A four-team league would have been ideal, Compton figures, so he worries about the future of senior hockey on the west coast with only three teams operating.

“I think the variety with three teams isn’t the same,” he said.

The league, which will open Nov. 16, will continue with three teams — the Corner Brook Royals, Stephenville Jets and Port aux Basque Mariners — participating in a 12-game regular season.

Any former Red Wings players still wanting to play in the league must enter a dispersal draft. The draft is scheduled for Thursday night, with the Jets picking first, the Royals getting the second pick and the Mariners following up with No. 3. Any player wishing to have their name submitted in the dispersal draft must contact league president Wayne Hounsell.

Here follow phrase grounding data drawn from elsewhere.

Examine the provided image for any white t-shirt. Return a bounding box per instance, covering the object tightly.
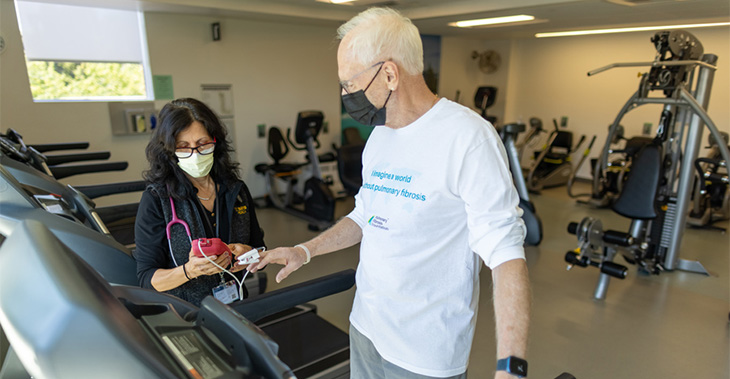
[347,98,526,377]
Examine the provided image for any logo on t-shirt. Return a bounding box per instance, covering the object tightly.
[368,215,389,231]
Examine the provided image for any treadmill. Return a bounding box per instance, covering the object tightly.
[0,220,354,379]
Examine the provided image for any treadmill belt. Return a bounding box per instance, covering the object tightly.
[260,310,349,377]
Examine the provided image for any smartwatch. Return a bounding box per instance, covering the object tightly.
[496,356,528,377]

Here’s what the general managers of the three remaining teams had to say about forging ahead with a three-team setup:

Stephenville Jets

Jets general manager Art Barry isn’t happy about the league losing a team and his heart goes out to the people who have worked hard to keep senior hockey alive in Deer Lake.

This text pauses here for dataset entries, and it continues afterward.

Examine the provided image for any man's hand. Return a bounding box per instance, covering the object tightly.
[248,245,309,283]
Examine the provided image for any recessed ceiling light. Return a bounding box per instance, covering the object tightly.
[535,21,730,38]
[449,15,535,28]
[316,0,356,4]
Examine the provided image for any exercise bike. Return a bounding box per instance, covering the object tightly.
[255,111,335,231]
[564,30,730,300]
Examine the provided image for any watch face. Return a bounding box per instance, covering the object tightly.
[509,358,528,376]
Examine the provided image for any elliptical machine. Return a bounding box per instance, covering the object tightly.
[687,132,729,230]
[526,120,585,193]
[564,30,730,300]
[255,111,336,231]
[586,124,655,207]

“It’s sad to see (Deer Lake) go, to tell you the truth,” Barry said. “Bringing us down to a three-team league isn’t nice, but we’re going to forge ahead and hopefully Deer Lake will be back in again next year.”

Barry said people in all four centres have done what they can to provide a game of senior hockey free of charge to those who want to play and doesn’t think anything can be done if there is no interest in a particular area.

“We can only give them a game of hockey and if they don’t want to buy into that then I guess my only suggestion is for the boys to go back playing recreational hockey,” he said.

Corner Brook Royals

Corner Brook Royals president Dennis Waterman didn’t want the rival Red Wings on the sidelines this year because he believes the defending champions are a big part of the landscape and the team that puts forward the most challenge to his team in the quest for a championship.

“We’re not happy that they left the fold, but we understand all the reasons as to why they did, and hopefully they’re going to be able to regroup and next year come back with a competitive team again,” Waterman said.

He wasn’t overly surprised to see the Red Wings take a year off because management of the team had made it clear over the past few months that they were having trouble with forming a competitive roster, with a lot of players from last year’s roster no longer available to the team for various reasons.

“It didn’t come as a shocker as such,” he said.

Port aux Basques Mariners 

Port aux Basques Mariners GM Shannon Battiste wasn’t available for comment on Monday.